Nie ma jednak wątpliwości, że po raz czwarty obroni pas mistrzowski, odsyłając brytyjskiego młodziana z kwitkiem. Podtrzymuje jednocześnie swoją dotychczasową narrację, wedle której walki z najtrudniejszymi przeciwnikami ma już za sobą.
Wydaje mi się, że Carlos Condit był dla mnie najtrudniejszym zestawieniem. Oczywiście także Rory MacDonald. Było bardzo trudno złapać jego dystans i wyczucie czasu.
– powiedział, zapytany o najtrudniejszego rywala w 170 funtach.
Kto jeszcze? Usman to ciężkie zestawienie, bo jest dobrym zapaśnikiem, ma długie ręce. Jest wielu mocnych gości z różnych powodów. Till jest trudny z powodu swojej nieustępliwości. Colby jest mocny dzięki swojej kondycji i umiejętności wywierania presji – chociaż nie ma rąk. Usman poprawia się w stójce, ale ma też dobre zapasy – pozostaje zrelaksowany. Opanowanie i spokój, jakie prezentuje, to domena znacznie bardziej doświadczonych zawodników.
W dwóch spośród sześciu walk, jakie dotychczas stoczył w oktagonie, Darren Till nie zmieścił się w limicie wagowym. Przy okazji pojedynku z Jessinem Ayarim przestrzelił wagę o 5 funtów, natomiast przed ostatnią walką z Stephenem Thompsonem – o 3,5 funta.
T-Wood stawia jednak sprawę jasno – wyjdzie do Tilla, nawet jeśli ten nie zmieści się w wymaganym limicie wagowym, choć pod pewnym warunkiem.
Jeśli Till nie zrobi wagi, lepiej niech będzie przygotowany na utratę kupy forsy.
– powiedział Woodley.
Stawiam sprawę jasno – nadal możesz dostać, chłopcze, ale jeśli choćby odrobinę przekroczysz 170, szykuj się na zapłatę. 20% gaży tego nie załatwi.

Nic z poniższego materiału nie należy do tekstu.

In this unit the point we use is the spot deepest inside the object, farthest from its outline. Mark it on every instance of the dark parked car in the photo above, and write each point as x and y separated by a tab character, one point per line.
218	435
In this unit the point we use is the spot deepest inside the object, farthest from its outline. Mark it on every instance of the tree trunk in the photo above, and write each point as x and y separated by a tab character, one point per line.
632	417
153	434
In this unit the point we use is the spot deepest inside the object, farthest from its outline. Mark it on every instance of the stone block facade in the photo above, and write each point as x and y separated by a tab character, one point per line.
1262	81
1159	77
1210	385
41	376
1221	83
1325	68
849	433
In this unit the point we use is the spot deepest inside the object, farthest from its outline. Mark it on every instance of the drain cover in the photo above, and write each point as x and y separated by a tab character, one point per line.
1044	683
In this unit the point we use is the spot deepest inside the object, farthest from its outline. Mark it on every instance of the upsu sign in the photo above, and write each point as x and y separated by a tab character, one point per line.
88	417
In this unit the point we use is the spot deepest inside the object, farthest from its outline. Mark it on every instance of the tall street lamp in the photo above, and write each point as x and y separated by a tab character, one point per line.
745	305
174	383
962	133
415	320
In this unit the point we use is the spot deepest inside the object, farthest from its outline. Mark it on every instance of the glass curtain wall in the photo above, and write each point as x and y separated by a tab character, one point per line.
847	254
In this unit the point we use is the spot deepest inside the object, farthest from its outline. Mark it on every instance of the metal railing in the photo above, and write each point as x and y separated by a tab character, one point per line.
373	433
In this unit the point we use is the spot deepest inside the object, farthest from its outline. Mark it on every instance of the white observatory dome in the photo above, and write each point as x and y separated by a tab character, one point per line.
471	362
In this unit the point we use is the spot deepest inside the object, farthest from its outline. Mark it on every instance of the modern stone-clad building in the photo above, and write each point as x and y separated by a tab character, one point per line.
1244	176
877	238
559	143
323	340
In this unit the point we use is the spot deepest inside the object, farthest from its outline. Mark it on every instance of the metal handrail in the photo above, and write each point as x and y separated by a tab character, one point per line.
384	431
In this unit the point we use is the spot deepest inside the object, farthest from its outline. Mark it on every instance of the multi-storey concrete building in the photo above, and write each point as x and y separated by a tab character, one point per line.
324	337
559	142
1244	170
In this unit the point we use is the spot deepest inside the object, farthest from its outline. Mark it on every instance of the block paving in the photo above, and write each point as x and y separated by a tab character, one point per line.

Bez względu na problemy z wagą, jakie miał wcześniej, wierzę, że teraz da radę. To dla niego zbyt duża szansa. A jeśli nie zrobi wagi, nie będę wstrzymywał walki. Jeden czy dwa funty nie zmienią specjalnie dynamiki walki czy wyniku, więc wyjdę tam pewny siebie, nie martwiąc się tym.